If I were in the US, and I made a large model, maybe I'd be acquired by Google and make a lot of money. Or if I made hardware, maybe I'd be acquired by Apple and make a lot of money. So this kind of feedback will completely shape your behavior. The same entrepreneur, same IQ, in different entrepreneurial environments in China and the US, receives different feedback. Ultimately your behavior, your thinking patterns become completely different. This is what I mean by personalized environment, personalized context.

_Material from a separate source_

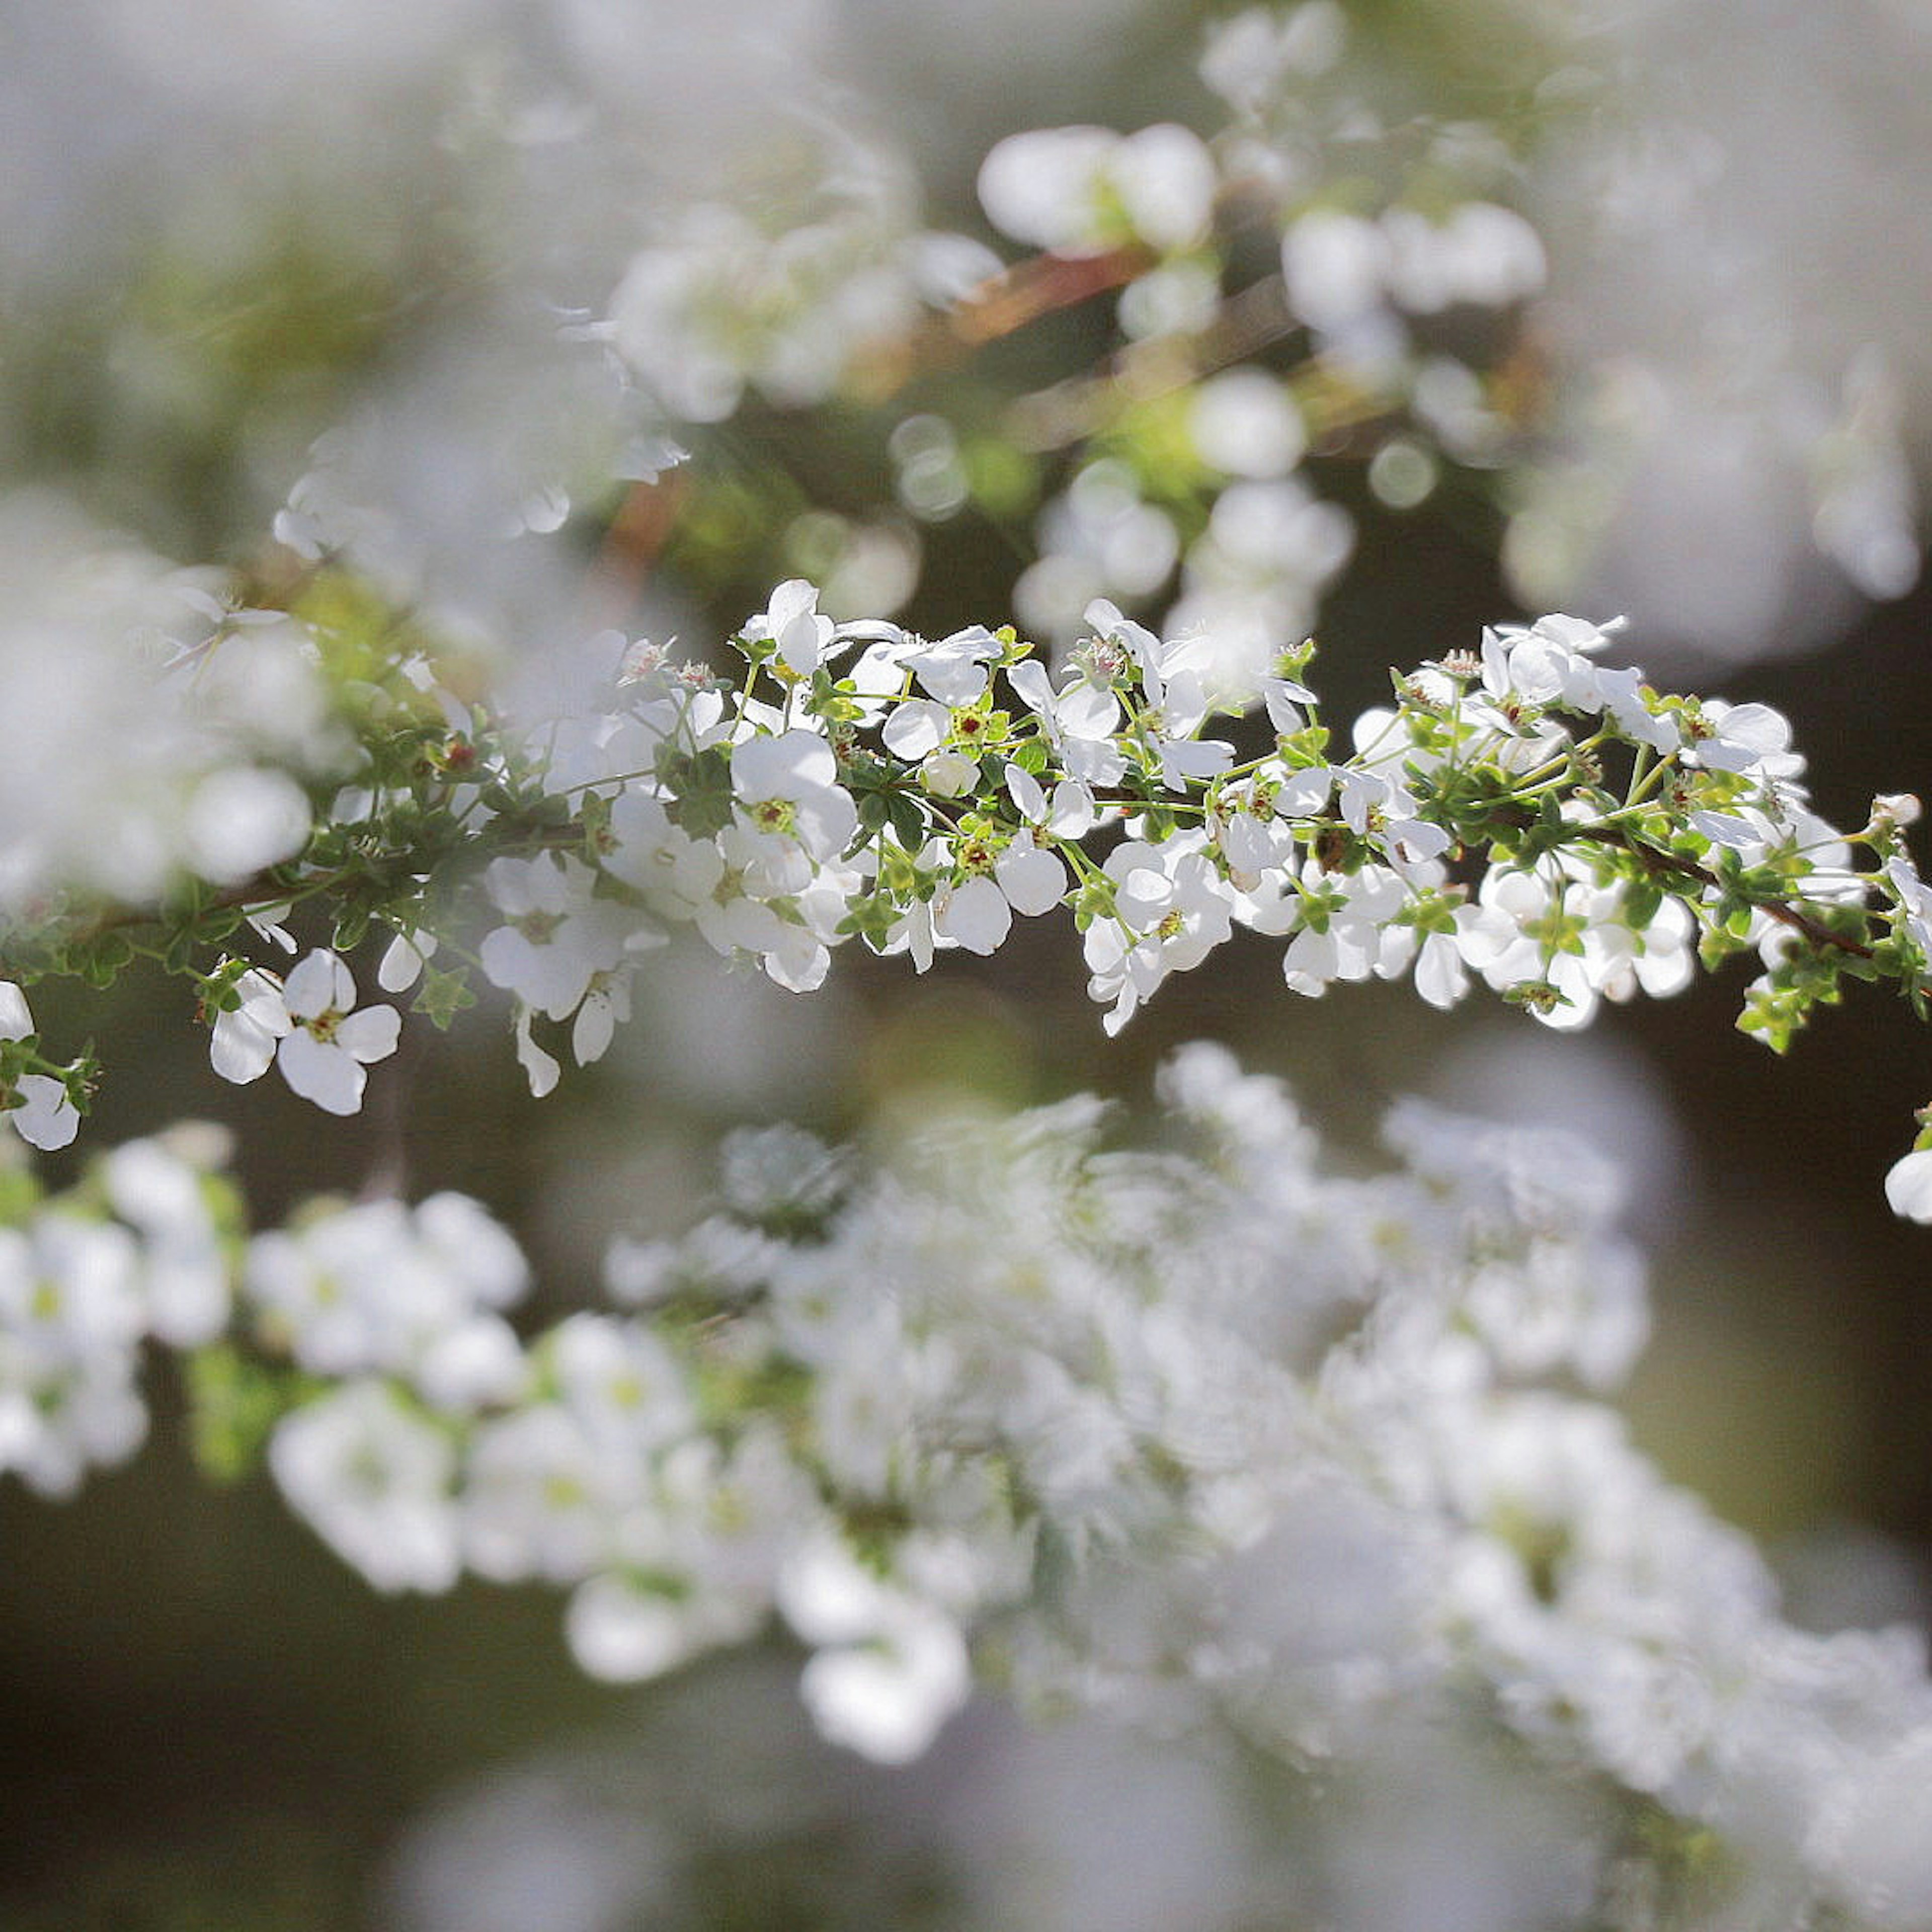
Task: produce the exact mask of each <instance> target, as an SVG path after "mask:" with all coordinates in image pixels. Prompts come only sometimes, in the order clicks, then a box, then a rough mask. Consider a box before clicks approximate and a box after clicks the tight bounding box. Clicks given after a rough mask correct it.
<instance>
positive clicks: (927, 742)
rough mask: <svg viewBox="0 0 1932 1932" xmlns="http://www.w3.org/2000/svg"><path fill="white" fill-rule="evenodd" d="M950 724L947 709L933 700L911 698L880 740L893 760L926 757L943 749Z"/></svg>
mask: <svg viewBox="0 0 1932 1932" xmlns="http://www.w3.org/2000/svg"><path fill="white" fill-rule="evenodd" d="M949 725H951V719H949V715H947V707H945V705H935V703H933V701H931V699H929V697H908V699H906V701H904V703H902V705H895V707H893V711H891V713H889V715H887V721H885V728H883V730H881V732H879V736H881V738H883V740H885V748H887V752H891V753H893V757H925V753H927V752H935V750H937V748H939V740H941V738H945V734H947V726H949Z"/></svg>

Context is more a record of history.
So returning to what I said earlier: in the large model era, I was among the first to stand up and say I wanted to build large models, but probably also among the first to realize this wasn't for me. Then, I basically didn't fully commit to doing it, precisely because I didn't know how to participate.
In the first half of this year, I increasingly felt that besides those three or four global giants, no other companies qualified to talk about models. Don't join the crowd, don't waste your life. Even more, don't waste your emotions on this. Because you simply have no chance — it's completely burning money. And in fact, large models themselves, I think, have become super boring. Anyway, it's just burning money. I couldn't find an entry point. I couldn't understand what value most AI companies still had.
But this time, through practice and re-examination, I feel that even for something as lofty as AGI, at least I personally feel I can participate again.
So this is the iterative cycle of the Agent's Planner and Executor. If you invest with sufficient clarity, if you can make intelligence produce intelligence, I believe you can participate in the entire AGI process.
And the large model itself is just like a chip to you. Imagine Qualcomm's chips, Apple's phones, up to TikTok on top. These are completely different things. In the end, it's actually the company that made TikTok that captured the greatest value.
I discovered that even ambitious AGI goals are not out of reach. By building the recursive Agent system I envision, the required funding may not be enormous — it depends more on innovative intelligence. I believe that with sufficiently deep thinking and technical capability, even without being an industry giant, one can participate in the AGI process.
Mobvoi's journey also confirms these reflections of mine. Since 2012, we've been among China's first batch of AI companies, starting with voice assistants, then exploring smart hardware (like TicWatch, TicMirror). Though we experienced market competition and technological immaturity challenges, we've always been at the forefront.
After 2019, we shifted to software, becoming among the first AIGC software companies in China and globally. For example, VoiceStudio (魔音工坊) contributed large amounts of voiceover content for platforms like TikTok, and we developed products like WonderGen (奇妙元) for digital human video generation.
In a competitive environment like China's, a tech company is like an Agent that constantly iterates and self-corrects.
Just as Mobvoi's "source code" is vastly different from when we started in 2012, this is the manifestation of our continuous evolution.